El sábado, el mandatario estadounidense advirtió con atacar las centrales eléctricas de Irán, si la nación islámica no habilitaba, dentro de 48 horas, la navegación total de esa vía marítima a todos los buques comerciales.
“El estrecho de Ormuz está abierto para todos, excepto para los enemigos”, dijo el representante permanente de Irán ante la Organización Marítima Internacional (OMI) y embajador en Londres, Ali Musavi.

El tránsito de buques por esta zona neurálgica para el comercio global es posible únicamente mediante la “coordinación con las autoridades iraníes para las disposiciones de seguridad y protección”, agregó el diplomático.
Irán también advirtió que atacaría la infraestructura energética y tecnológica de Estados Unidos en la región del Golfo, en represalia a las amenazas del mandatario estadounidense.
«Si la infraestructura iraní de combustible y energía es violada por el enemigo, toda la infraestructura de energía, tecnología de información y desalinización de Estados Unidos y el régimen en la región será atacada», declaró el portavoz del mando operativo del ejército, Khatam Al Anbiya en un comunicado.

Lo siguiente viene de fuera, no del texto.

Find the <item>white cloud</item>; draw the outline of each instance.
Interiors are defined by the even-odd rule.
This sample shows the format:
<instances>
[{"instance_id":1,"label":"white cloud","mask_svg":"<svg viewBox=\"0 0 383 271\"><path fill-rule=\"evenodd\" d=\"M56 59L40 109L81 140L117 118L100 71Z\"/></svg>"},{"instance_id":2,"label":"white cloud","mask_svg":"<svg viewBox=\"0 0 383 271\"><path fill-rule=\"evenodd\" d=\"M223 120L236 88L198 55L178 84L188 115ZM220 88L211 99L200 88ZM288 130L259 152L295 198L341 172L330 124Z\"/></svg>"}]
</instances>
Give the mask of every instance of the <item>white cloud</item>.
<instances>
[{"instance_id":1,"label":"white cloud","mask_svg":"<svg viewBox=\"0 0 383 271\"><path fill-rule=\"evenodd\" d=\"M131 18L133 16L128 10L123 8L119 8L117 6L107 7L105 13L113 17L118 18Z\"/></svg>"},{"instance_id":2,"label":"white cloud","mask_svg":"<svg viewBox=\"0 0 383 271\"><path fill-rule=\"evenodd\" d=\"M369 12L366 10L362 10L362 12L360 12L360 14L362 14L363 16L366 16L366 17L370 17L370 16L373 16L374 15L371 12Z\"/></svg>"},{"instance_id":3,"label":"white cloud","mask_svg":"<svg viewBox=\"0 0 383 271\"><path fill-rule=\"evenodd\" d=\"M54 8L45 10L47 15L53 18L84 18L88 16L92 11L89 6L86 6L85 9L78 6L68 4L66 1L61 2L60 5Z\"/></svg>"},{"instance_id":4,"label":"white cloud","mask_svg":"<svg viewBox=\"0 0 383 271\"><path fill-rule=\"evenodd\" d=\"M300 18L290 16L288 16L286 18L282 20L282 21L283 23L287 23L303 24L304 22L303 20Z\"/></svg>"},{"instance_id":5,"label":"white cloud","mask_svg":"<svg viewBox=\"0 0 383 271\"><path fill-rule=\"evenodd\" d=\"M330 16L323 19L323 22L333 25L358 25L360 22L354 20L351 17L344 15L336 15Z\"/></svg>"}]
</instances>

El comunicado fue divulgado luego de que el presidente de Estados Unidos, Donald Trump, diera un plazo de 48 horas a Irán para que abriera la navegación a buques petroleros y demás naves comerciales que transitan por el estrecho de Ormuz.
Nuevos ataques iraníes
La respuesta de Teherán a las amenazas de Estados Unidos comenzó a concretarse el sábado, cuando el régimen iraní atacó las ciudades israelíes de Arad y Dimona.
Tras el bombardeo de ambas ciudades, el primer ministro israelí, Benjamin Netanyahu, prometió continuar los ataques «en todos los frentes».
Mientras el plazo del ultimátum de EE.UU. se agota, Teherán reiteró su disposición de cooperar con la OMI y otros países para mejorar la seguridad de los marinos, siempre que se respete la vigilancia impuesta por sus fuerzas de seguridad sobre el tránsito marítimo.
Sin embargo, Musavi aclaró que el control del área responde a una necesidad de resguardar la soberanía frente a ataques externos.
En ese sentido, advirtió que existen condiciones innegociables para normalizar la actividad en el estrecho, pero que la diplomacia sigue siendo la prioridad de Irán.
No obstante, esa posición del régimen iraní no encuentra eco en el presidente de Estados Unidos, quien ha dicho que no está dispuesto a dialogar, y que la operación Furia Épica seguirá hasta derrotar al país musulmán.